ContextualJailbreak: Evolutionary Red-Teaming via Simulated Conversational Priming

Large language models (LLMs) remain vulnerable to jailbreak attacks that bypass safety alignment and elicit harmful responses. A growing body of work shows that contextual priming, where earlier turns covertly bias later replies, constitutes a powerful attack surface, with hand-crafted multi-turn scaffolds consistently outperforming single-turn manipulations on capable models. However, automated optimization-based red-teaming has remained largely limited to the single-turn setting, iterating over static prompts and lacking the ability to reason about which forms of conversational priming induce compliance. While recent multi-turn, search-based approaches have begun to bridge this gap, the mutator design space underlying effective primed dialogues remains largely unexplored. We present ContextualJailbreak, a black-box red-teaming strategy that performs evolutionary search over a simulated multi-turn primed dialogue. The strategy leverages a graded 0-5 harm score from a two-level judge as an in-loop signal, enabling partially harmful responses to guide the search process rather than being discarded. Search is driven by five semantically defined mutation operators: roleplay, scenario, expand, troubleshooting, and mechanistic, of which the last two are novel contributions of this work. Across 50 representative HarmBench behaviors, ContextualJailbreak achieves an ASR of 100% on gpt-oss:20B, 100% on qwen3-8B, 100% on llama3.1:70B, and 90% on gpt-oss:120B, outperforming four single- and multi-turn baselines by 31-96 percentage points on average. The 40 maximally harmful attacks discovered against gpt-oss:120B transfer without adaptation to closed frontier models, achieving 90.0% on gpt-4o-mini, 70.0% on gpt-5, and 70.0% on gemini-3-flash, but only 17.5% on claude-opus-4-7 and 15.0% on claude-sonnet-4-6, revealing a pronounced provider-level asymmetry in alignment robustness.

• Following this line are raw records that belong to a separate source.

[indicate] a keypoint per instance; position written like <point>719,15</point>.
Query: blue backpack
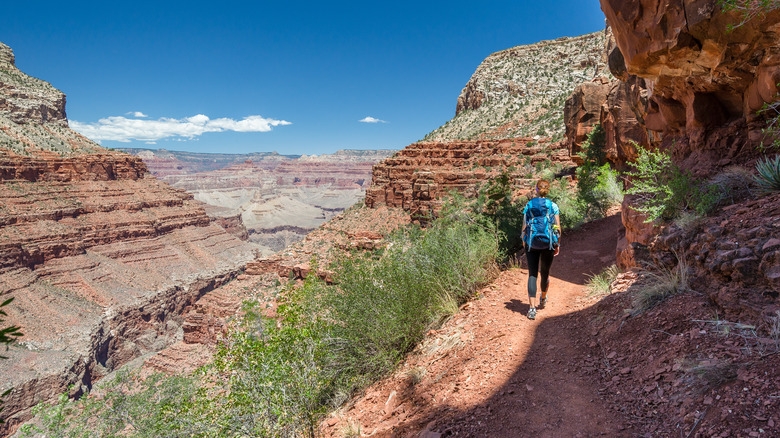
<point>539,219</point>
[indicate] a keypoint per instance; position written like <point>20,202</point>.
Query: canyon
<point>109,265</point>
<point>269,199</point>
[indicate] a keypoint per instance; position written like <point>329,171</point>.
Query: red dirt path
<point>492,372</point>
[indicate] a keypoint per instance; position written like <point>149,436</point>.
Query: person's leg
<point>545,261</point>
<point>533,272</point>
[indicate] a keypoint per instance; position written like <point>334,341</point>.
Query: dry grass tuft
<point>352,429</point>
<point>416,375</point>
<point>659,283</point>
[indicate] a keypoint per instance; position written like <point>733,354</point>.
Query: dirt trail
<point>492,372</point>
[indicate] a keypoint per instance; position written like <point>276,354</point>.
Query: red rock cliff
<point>417,177</point>
<point>102,260</point>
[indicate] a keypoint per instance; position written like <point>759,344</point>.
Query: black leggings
<point>534,256</point>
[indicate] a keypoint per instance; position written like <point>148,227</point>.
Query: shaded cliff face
<point>277,198</point>
<point>101,259</point>
<point>704,84</point>
<point>519,92</point>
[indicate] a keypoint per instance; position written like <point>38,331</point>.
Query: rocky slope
<point>277,198</point>
<point>101,259</point>
<point>519,92</point>
<point>419,176</point>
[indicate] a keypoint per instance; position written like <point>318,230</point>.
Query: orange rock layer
<point>417,177</point>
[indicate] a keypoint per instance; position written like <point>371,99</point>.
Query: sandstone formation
<point>686,85</point>
<point>278,198</point>
<point>417,177</point>
<point>25,98</point>
<point>101,259</point>
<point>518,92</point>
<point>705,83</point>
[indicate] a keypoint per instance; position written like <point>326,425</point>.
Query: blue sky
<point>296,77</point>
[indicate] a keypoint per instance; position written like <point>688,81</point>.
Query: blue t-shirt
<point>555,209</point>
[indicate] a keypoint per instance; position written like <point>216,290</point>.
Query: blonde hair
<point>543,187</point>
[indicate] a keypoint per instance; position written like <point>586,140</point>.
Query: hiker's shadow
<point>517,306</point>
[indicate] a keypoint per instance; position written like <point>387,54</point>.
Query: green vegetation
<point>8,336</point>
<point>278,377</point>
<point>599,284</point>
<point>659,282</point>
<point>768,178</point>
<point>664,190</point>
<point>748,9</point>
<point>598,187</point>
<point>496,205</point>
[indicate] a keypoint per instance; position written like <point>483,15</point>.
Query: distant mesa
<point>277,199</point>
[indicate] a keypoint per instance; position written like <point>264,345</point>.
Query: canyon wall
<point>519,92</point>
<point>685,84</point>
<point>418,176</point>
<point>274,200</point>
<point>102,260</point>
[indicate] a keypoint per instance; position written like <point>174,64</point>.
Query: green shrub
<point>734,184</point>
<point>659,283</point>
<point>495,205</point>
<point>664,190</point>
<point>156,406</point>
<point>572,208</point>
<point>768,178</point>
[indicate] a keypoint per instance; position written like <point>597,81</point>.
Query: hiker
<point>541,233</point>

翻译：大型语言模型（LLM）仍易受越狱攻击的影响，此类攻击绕开安全对齐并引发有害回应。日益增多的研究表明，上下文启动（即早期轮次隐性影响后续回复）构成了强大的攻击面，手工构建的多轮诱导框架在能力较强的模型上持续优于单轮操控。然而，基于自动优化的红队策略至今仍主要局限于单轮场景，即针对静态提示进行迭代，缺乏推理何种对话启动形式会引发服从的能力。尽管近期基于多轮搜索的方法开始弥合这一差距，但支撑有效启动对话的变异算子设计空间仍远未得到探索。本文提出ContextualJailbreak——一种在模拟多轮启动对话中执行进化搜索的黑盒红队策略。该策略利用两级评判器生成的分级0-5伤害分数作为循环信号，使部分有害回应能引导搜索过程而非直接丢弃。搜索由五种语义定义的变异算子驱动：角色扮演、场景设定、扩展、故障排除与机制解构，后两者为本研究的新贡献。在50项代表性HarmBench行为测试中，ContextualJailbreak对gpt-oss:20B、qwen3-8B、llama3.1:70B的攻击成功率（ASR）均达100%，对gpt-oss:120B达90%，平均领先四种单轮及多轮基线方法31-96个百分点。针对gpt-oss:120B发现的最具危害性的40种攻击可未经适配迁移至封闭前沿模型：对gpt-4o-mini达90.0%，对gpt-5与gemini-3-flash均达70.0%，但对claude-opus-4-7仅达17.5%，对claude-sonnet-4-6仅达15.0%，揭示了不同供应商在安全对齐鲁棒性上的显著不对称性。